Rest is the revolution I'm prescribing. It's cheap. It's scientifically backed (especially yoga nidra meditation). It's common sense. You feel good. Body and soul good.

My start up is all about rest because I need it and every day I encounter people who are hungry for it. Last year I decided to start my business after sitting in a hospital room with my husband for a week, not sure if he'd live or die. His body was exhausted from malaria. So what did I do? I hooked him up with yoga nidra meditation. Then I hooked up his room mate, Eric. Then Eric's wife wanted some. And soon the nurses were asking for it.

Yes, we're all sleep deprived. I'd love to say 'sleep eight hours' but you tell that to Eric's wife who was managing their kid and running to the hospital to care for her husband. She needed a more practical remedy.

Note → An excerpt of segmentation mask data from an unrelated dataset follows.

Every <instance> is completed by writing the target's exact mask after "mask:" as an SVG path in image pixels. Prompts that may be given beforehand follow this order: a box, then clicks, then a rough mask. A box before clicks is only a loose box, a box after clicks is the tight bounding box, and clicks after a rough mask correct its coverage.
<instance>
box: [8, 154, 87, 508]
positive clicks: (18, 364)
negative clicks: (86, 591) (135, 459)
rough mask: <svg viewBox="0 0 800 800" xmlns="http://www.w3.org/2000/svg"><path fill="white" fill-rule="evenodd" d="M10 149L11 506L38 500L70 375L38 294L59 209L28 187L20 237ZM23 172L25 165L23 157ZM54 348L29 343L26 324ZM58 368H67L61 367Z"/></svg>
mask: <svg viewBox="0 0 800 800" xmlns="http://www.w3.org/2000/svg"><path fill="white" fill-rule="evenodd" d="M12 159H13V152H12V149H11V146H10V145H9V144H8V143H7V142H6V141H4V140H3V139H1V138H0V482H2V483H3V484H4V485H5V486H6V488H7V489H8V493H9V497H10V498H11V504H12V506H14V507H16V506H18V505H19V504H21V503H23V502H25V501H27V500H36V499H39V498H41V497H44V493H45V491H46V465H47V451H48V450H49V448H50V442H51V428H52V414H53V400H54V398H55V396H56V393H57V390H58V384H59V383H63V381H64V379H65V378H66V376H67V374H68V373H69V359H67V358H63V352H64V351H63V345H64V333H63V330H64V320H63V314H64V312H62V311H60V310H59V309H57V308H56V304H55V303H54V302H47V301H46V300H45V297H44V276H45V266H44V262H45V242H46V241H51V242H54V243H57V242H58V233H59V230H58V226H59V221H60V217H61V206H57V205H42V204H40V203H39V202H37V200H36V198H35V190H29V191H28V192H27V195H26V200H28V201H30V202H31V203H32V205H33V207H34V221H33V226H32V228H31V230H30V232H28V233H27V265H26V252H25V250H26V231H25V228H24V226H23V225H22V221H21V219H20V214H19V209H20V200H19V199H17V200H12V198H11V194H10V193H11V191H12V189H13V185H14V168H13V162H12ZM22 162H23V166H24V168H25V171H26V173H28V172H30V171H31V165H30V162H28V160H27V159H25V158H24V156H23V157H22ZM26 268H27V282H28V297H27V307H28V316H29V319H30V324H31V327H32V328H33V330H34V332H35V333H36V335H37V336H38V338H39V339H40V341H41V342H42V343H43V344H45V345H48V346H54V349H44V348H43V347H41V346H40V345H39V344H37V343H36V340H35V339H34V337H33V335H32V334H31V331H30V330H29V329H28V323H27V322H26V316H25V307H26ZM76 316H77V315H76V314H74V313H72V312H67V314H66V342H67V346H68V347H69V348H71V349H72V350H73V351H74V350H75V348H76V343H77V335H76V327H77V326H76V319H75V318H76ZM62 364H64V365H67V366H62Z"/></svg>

So I gave her my ear buds and encouraged her to lay back and do nothing while listening to yoga nidra meditation.

"What the hell is this?" she asked me later. "I feel better than I have in years."

It's rest, I told her. Deep, nurturing rest.

I really do appreciate all the new science that supports the importance of sleep. But I think today in our modern times, instead of researchers telling us we're arrogantly ignoring our body clocks, we need to be more practical and to do the math.

In the absence of a major mindset and legislative overhaul the best I think we can do is rest more. To save our bodies and souls.